HIV/AIDS

7.1.4 When to start ART in children

Consolidated ARV guidelines, June 2013


Background

Infants and young children have an exceptionally high risk of poor outcomes from HIV infection. Up to 52% of children die before the age of two years in the absence of any intervention (106). By five years of age, the risk of mortality and disease progression in the absence of treatment falls to rates similar to those of young adults (107,108).

The scaling up of early infant diagnosis programmes has increased the identification of infants infected with HIV, but initiating ART early for those who have been found to be infected remains poor. Most HIV-infected children who are eligible for ART are still not being treated, and ART coverage among children lags significantly behind that among adults (28% versus 57% globally in 2011) (11).

Diagnosing and retaining children exposed to HIV and children infected with HIV in care also presents unique challenges because of their dependence on a caregiver. Loss to follow-up has been particularly high along the continuum of care (109) , with retention especially challenging for children who are in HIV care but not yet eligible for ART.

Some countries are already introducing immediate ART for children younger than five years based on operational and programmatic grounds (110,111).

The 2010 WHO guidelines aligned clinical and immunological criteria for ART eligibility for children older than five years with those for adults (that is, treat for WHO clinical stage 3 or 4 disease or CD4 ≤350 cells/mm3) (105). They also recommended treating all children infected with HIV younger than two years of age regardless of clinical or immunological status.
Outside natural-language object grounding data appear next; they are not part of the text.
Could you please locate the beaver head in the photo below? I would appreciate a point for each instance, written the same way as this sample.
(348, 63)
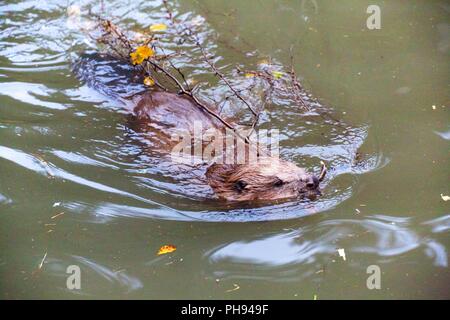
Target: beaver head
(269, 178)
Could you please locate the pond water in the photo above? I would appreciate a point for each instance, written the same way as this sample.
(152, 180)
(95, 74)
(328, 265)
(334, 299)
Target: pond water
(77, 187)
For children between two and five years of age, it was recommended that those with WHO stage 3 or 4, clinical disease or CD4 <25% or ≤750 cells/mm3 be treated (105).

The review of evidence in 2013, together with operational considerations and values and preferences expressed by care providers, has led to revised recommendations to simplify and expand treatment in children, including initiating ART in all children up to five years and to increase the CD4 count threshold for ART initiation to ≤500 cells/mm3 in children 5 years and older, aligning with the new threshold in adults.